Within months of my going to the chapel Father Bernie ran, he recruited me to be an illegal chalice bearer helping to serve people the wine after he handed them their bread. It would be a decade before I officially became an Episcopalian, but that kind of detail did not matter to Bernie. He lived by the heart and the mind, not some arbitrary rule book.

In addition to religious and moral guidance, I got some life-changing practical suggestions from Father Bernie. One of these was that if I didn’t want to die alone I probably should start being more loving toward others. Another, somewhat contradictorily, was that, no matter how things turned out in the particulars, I would always be loved, and things would be okay. I would always be part of a family and always have a quiet sanctuary. There is tension in this ethos, a personal/heavenly dialectic, as we each become a small part of the creation of justice while we also try to find a nurturing place for ourselves in the world.

After several years of my life revolving around being one of Bernie’s free-spirited followers, he moved to Jacksonville. I soon thereafter left for the rest of my life to another part of the southeast. It was like moving to the other side of the world from family. One by one we who were once part of one body were scattered by the mysterious wind to where, I suppose, each of us was meant to go. But this scattering had its costs to be sure.

I never saw Bernie again. Life became so busy. Stuff happened, not all of it good. I tried once, but he was in Ireland visiting family when I got there. [Note to self: Always call ahead before going on a pilgrimage.] Nor other than a couple of times have I seen again any of the other people with whom I shared Bernie’s fatherhood. Perhaps I will see a few of them on Sunday, and buckets of tears of joy will surely be shed with thanks to the blue sky for a life so well lived for others in the most natural way. He made it look easy and made us feel that our burdens were light.

He was, according to the Daytona Beach Morning Journal of February 8, 1978, “a genuine Irishman.” While that was certainly true, he was also a citizen of the world first and foremost. He taught us that no one can own God’s creation and no one should be treated as a leper or as not a neighbor.

He put love before all things, even before his “vow” to avoid marriage.
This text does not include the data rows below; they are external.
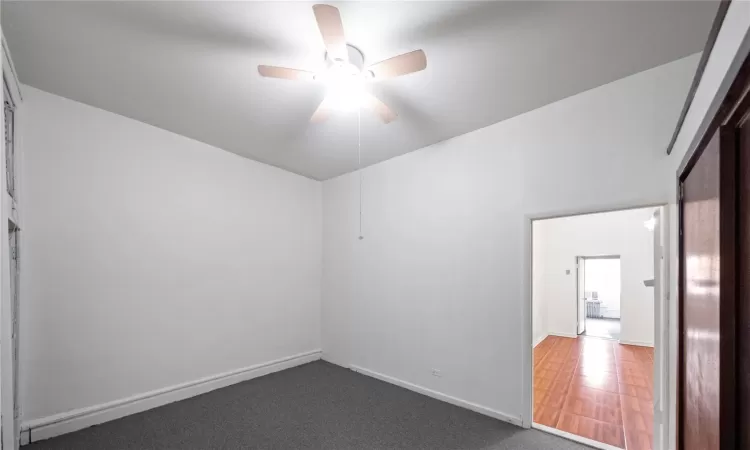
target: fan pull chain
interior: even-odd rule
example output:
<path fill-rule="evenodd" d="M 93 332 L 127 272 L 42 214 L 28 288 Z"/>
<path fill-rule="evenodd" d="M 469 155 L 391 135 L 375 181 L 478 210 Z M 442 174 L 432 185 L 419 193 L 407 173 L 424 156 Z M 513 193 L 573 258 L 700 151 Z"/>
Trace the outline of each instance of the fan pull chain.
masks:
<path fill-rule="evenodd" d="M 362 108 L 357 108 L 357 172 L 359 172 L 359 240 L 362 235 Z"/>

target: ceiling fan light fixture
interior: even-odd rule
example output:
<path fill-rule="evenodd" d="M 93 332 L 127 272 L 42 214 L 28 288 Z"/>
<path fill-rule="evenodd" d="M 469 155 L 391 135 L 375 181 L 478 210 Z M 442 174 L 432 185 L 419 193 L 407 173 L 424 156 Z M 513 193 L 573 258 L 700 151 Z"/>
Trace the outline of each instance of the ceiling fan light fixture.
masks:
<path fill-rule="evenodd" d="M 364 92 L 334 91 L 327 94 L 327 99 L 330 99 L 331 106 L 338 111 L 356 111 L 363 106 Z"/>
<path fill-rule="evenodd" d="M 339 111 L 356 111 L 363 106 L 365 88 L 361 81 L 331 83 L 326 88 L 326 100 Z"/>
<path fill-rule="evenodd" d="M 332 63 L 322 72 L 315 74 L 315 81 L 328 84 L 345 82 L 350 78 L 361 78 L 361 71 L 354 65 L 345 62 Z"/>
<path fill-rule="evenodd" d="M 315 80 L 326 86 L 326 97 L 318 105 L 310 121 L 320 123 L 330 117 L 332 109 L 344 111 L 368 108 L 383 123 L 394 121 L 398 115 L 385 103 L 365 89 L 365 84 L 419 72 L 427 67 L 427 57 L 422 50 L 414 50 L 377 64 L 365 67 L 364 54 L 347 43 L 344 25 L 338 8 L 331 5 L 313 5 L 313 14 L 326 48 L 326 69 L 313 73 L 275 66 L 258 66 L 263 77 L 287 80 Z"/>
<path fill-rule="evenodd" d="M 363 105 L 365 86 L 360 69 L 353 64 L 335 62 L 315 75 L 326 88 L 326 101 L 340 111 L 353 111 Z"/>

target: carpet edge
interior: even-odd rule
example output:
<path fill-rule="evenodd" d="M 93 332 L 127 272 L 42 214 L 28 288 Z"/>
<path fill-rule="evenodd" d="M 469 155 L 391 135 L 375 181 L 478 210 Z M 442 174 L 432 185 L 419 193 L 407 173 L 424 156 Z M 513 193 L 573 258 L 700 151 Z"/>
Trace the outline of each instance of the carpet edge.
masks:
<path fill-rule="evenodd" d="M 474 411 L 484 416 L 492 417 L 493 419 L 501 420 L 503 422 L 508 422 L 518 427 L 523 427 L 523 422 L 520 416 L 514 416 L 512 414 L 507 414 L 502 411 L 497 411 L 487 406 L 479 405 L 477 403 L 472 403 L 467 400 L 460 399 L 458 397 L 453 397 L 447 394 L 443 394 L 442 392 L 434 391 L 432 389 L 428 389 L 426 387 L 419 386 L 417 384 L 410 383 L 408 381 L 400 380 L 398 378 L 391 377 L 389 375 L 378 373 L 373 370 L 365 369 L 364 367 L 360 367 L 354 364 L 350 365 L 349 368 L 352 371 L 360 373 L 362 375 L 366 375 L 368 377 L 372 377 L 380 381 L 384 381 L 386 383 L 393 384 L 395 386 L 399 386 L 404 389 L 408 389 L 418 394 L 426 395 L 427 397 L 434 398 L 435 400 L 440 400 L 445 403 L 450 403 L 451 405 L 458 406 L 459 408 L 468 409 L 470 411 Z"/>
When he returned from Rome he unintentionally fell in love with a Catholic art teacher, Marcia. He decided to be authentic toward God, leave the Catholic Church, and marry Marcia. I certainly wish the Catholic Church would have recognized that for Father Bernie to marry was in no way a breach of our common faith in Jesus’s love. I believe that God, if God exists, was certainly smiling with Irish eyes looking down upon their many long years of laughter and love together.

Here is a painting my dear friend Marcia did long ago of Father Bernie at rest reading a good book. He had a lot of good books, and he taught us some of what was in them when he talked, lived, and rightly divided the word of truth. Although I never saw Bernie again, I have looked at this painting almost every day of my life since then and felt a mix of gratitude and longing to be together, all of us, like the old days, forever and ever amen. I will not know what to say when I see Marcia on Sunday. Perhaps words won’t be necessary. A seabird named Bernie handled all of the introductions a long time ago.

2 thoughts on “Another Bernie, a loving, quietly radical priest, has died

  1. Thank you very much for this. I too was an illegal Ruge chalice bearer (91-94). Bernie inspired within me a renewal which Kindles to this day.